FinDash turns a dense quantitative equity dataset into a calm, legible workspace. Every measure—volatility regimes, tail risk, factor deciles, benchmark-relative capture—in one place, tuned to the way you actually read markets.
Editorial layout. Structured return ladder, 52-week range, drawdown curve, distribution histogram, and a full benchmark-relative table. Print-ready by construction.
Distribution-first. Decile ladders for every rank, cross-sectional histograms with your position marked, Momentum × Vol scatter, sortable universe screen, full tail-risk panel.
Plain-language signals. Trend, momentum, volatility, position—each summarized in one phrase and one number. All the rigor, none of the jargon, still backed by the same measures.
Vol-expansion ratios, SMA separation, mean-reversion half-life, momentum acceleration. Switch modes before the market decides to switch them for you.
Skew and excess kurtosis, historical VaR and conditional VaR, tail ratios — displayed as shapes, not just numbers, so asymmetry is read at a glance.
Every percentile and decile computed within exchange-date. Momentum, vol, Sharpe, market cap, liquidity — plus composite scores like low-vol momentum.
A dashboard should behave like a good notebook — it should let you think, not shout.
Log returns, unless you ask otherwise. Additive across sub-periods, honest about compounding, and the right default for multi-period statistics. Simple returns are surfaced separately where stakeholder communication demands it.

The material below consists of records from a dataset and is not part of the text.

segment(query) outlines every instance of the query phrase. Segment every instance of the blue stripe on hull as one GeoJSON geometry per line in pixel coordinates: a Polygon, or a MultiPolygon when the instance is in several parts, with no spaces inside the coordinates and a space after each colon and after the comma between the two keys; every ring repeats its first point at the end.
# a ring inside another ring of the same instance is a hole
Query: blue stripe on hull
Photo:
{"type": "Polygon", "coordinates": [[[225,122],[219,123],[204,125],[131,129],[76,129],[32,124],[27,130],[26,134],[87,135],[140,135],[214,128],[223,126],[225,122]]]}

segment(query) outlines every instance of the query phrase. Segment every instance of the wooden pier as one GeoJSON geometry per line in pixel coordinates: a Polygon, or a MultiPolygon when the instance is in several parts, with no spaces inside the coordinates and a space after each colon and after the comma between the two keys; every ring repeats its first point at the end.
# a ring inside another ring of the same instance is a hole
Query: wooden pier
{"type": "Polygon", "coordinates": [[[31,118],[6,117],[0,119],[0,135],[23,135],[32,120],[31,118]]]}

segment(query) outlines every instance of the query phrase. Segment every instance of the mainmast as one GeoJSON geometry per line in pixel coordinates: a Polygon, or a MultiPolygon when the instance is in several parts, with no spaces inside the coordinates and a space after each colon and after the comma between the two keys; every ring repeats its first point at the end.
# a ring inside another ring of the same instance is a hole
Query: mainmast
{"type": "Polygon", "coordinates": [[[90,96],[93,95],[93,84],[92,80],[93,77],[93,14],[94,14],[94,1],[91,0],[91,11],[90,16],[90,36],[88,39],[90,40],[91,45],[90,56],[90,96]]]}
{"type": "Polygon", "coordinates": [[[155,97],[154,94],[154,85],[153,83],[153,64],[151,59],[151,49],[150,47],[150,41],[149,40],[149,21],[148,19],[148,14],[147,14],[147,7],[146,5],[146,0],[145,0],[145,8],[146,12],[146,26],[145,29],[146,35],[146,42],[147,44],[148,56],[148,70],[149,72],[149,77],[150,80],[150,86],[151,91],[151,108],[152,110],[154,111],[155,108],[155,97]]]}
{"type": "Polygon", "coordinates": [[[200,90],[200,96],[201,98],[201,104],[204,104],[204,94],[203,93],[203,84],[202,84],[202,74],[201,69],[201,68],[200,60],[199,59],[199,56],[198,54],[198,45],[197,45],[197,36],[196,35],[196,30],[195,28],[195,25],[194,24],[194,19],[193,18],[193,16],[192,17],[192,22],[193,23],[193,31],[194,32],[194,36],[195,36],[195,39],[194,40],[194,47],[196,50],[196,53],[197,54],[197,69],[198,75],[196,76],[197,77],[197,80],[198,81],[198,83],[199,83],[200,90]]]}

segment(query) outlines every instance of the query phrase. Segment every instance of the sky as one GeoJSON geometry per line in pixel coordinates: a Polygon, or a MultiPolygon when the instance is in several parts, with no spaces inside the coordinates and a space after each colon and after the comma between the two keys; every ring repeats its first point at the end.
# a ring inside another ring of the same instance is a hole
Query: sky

Annualized by √252. All volatilities, everywhere. No apples-to-oranges comparisons with monthly σ hiding in a 20-day window.

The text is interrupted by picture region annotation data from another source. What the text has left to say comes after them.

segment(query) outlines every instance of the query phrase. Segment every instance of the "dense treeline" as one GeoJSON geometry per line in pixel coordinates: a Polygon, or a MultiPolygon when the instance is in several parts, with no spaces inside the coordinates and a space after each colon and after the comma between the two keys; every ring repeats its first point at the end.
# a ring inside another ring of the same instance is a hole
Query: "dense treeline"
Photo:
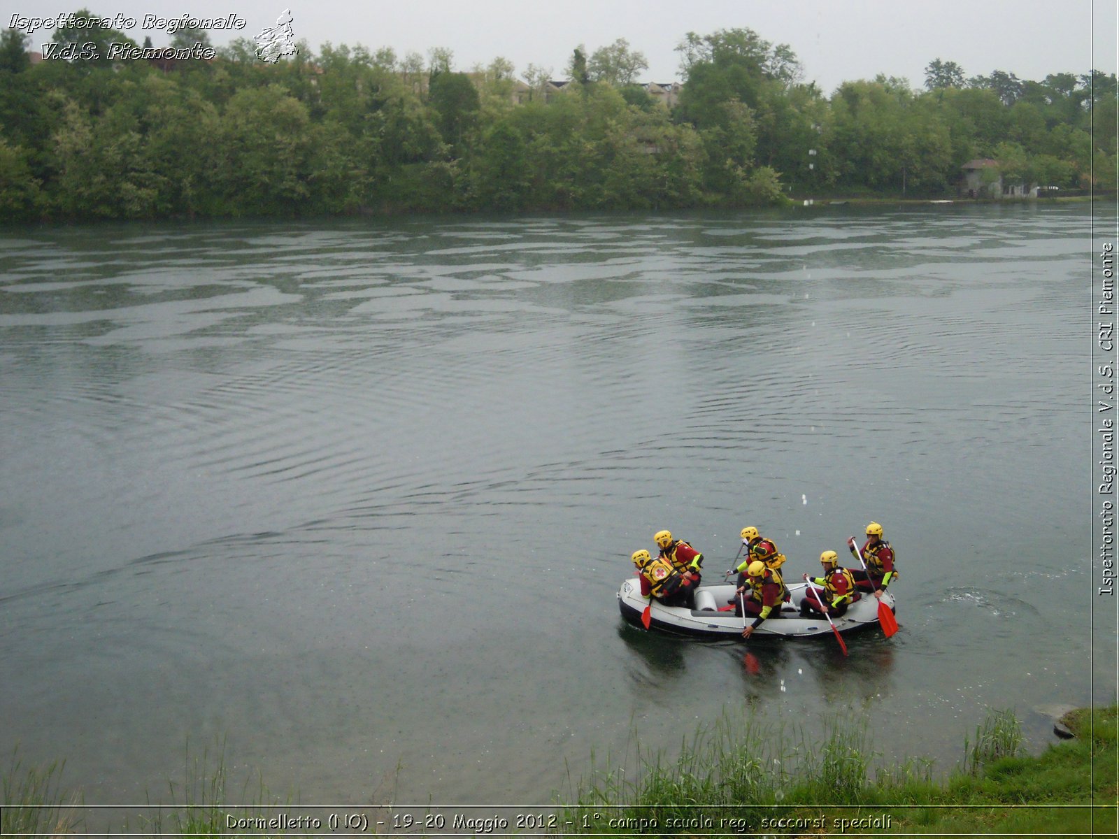
{"type": "Polygon", "coordinates": [[[508,62],[457,73],[442,49],[424,60],[301,44],[269,64],[239,39],[161,69],[103,50],[31,65],[28,43],[0,36],[0,220],[939,196],[976,158],[1027,182],[1116,182],[1116,77],[1098,72],[966,79],[937,59],[924,89],[880,76],[827,96],[801,83],[788,46],[721,30],[680,44],[669,109],[634,83],[647,65],[624,40],[574,50],[558,91],[529,66],[520,103],[508,62]]]}

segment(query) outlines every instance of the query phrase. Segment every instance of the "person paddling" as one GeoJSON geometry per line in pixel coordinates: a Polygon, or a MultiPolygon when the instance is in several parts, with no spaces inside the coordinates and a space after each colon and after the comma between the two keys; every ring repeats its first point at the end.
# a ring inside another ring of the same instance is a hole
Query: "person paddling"
{"type": "Polygon", "coordinates": [[[745,614],[754,615],[754,622],[742,630],[743,638],[750,638],[768,618],[780,618],[781,604],[789,600],[789,590],[781,579],[781,573],[768,568],[761,559],[755,559],[746,566],[746,578],[749,590],[746,586],[740,586],[735,592],[735,596],[739,594],[745,596],[739,597],[741,605],[734,610],[736,615],[742,615],[743,609],[745,614]]]}
{"type": "MultiPolygon", "coordinates": [[[[855,548],[855,537],[847,539],[847,547],[852,556],[858,557],[859,552],[855,548]]],[[[897,572],[894,571],[894,549],[888,541],[882,538],[882,525],[872,521],[866,526],[866,544],[863,546],[862,559],[866,563],[866,571],[853,571],[855,585],[865,591],[874,592],[875,597],[882,597],[886,586],[896,579],[897,572]]]]}
{"type": "Polygon", "coordinates": [[[855,594],[855,577],[847,568],[839,567],[839,555],[834,550],[820,554],[820,565],[824,567],[822,577],[809,577],[805,574],[803,578],[816,585],[822,585],[824,588],[808,586],[803,600],[800,601],[800,614],[808,616],[816,612],[841,618],[846,614],[855,594]]]}
{"type": "Polygon", "coordinates": [[[634,550],[630,557],[641,578],[641,596],[656,597],[666,606],[695,609],[695,590],[698,583],[673,567],[664,557],[653,559],[648,550],[634,550]]]}
{"type": "Polygon", "coordinates": [[[658,530],[652,540],[660,548],[660,558],[667,559],[681,574],[693,581],[693,587],[699,586],[703,554],[683,539],[674,539],[669,530],[658,530]]]}

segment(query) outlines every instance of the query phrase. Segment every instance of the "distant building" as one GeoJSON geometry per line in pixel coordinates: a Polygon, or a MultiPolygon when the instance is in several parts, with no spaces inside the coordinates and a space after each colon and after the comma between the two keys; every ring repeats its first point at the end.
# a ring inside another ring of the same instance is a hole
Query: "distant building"
{"type": "Polygon", "coordinates": [[[680,91],[684,89],[684,85],[679,82],[649,82],[641,86],[646,93],[668,109],[676,107],[676,103],[680,100],[680,91]]]}
{"type": "Polygon", "coordinates": [[[978,158],[962,167],[960,195],[968,198],[1036,198],[1037,186],[1023,181],[1004,182],[997,160],[978,158]]]}

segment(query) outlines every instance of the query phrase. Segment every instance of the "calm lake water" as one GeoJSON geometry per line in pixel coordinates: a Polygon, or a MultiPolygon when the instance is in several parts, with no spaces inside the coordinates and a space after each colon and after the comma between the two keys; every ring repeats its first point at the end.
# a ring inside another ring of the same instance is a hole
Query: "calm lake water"
{"type": "MultiPolygon", "coordinates": [[[[224,739],[303,802],[538,803],[747,705],[951,769],[1092,668],[1087,205],[0,235],[0,753],[159,800],[224,739]],[[901,631],[623,625],[668,528],[901,631]]],[[[1113,216],[1098,223],[1113,224],[1113,216]]],[[[1103,678],[1101,678],[1101,675],[1103,678]]]]}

Ranks are partitioned by (exchange, date) . Stocks, ETFs, funds, and indices share one bucket — semantics stay stable, ranks stay predictable across releases.
Benchmark mappings are explicit. Beta, alpha, tracking error, capture — all against the exchange's configured benchmark. If there is none, the measure returns NULL rather than guessing.
Three views share one state — your ticker, your theme, your tab stay put as you move between reading modes.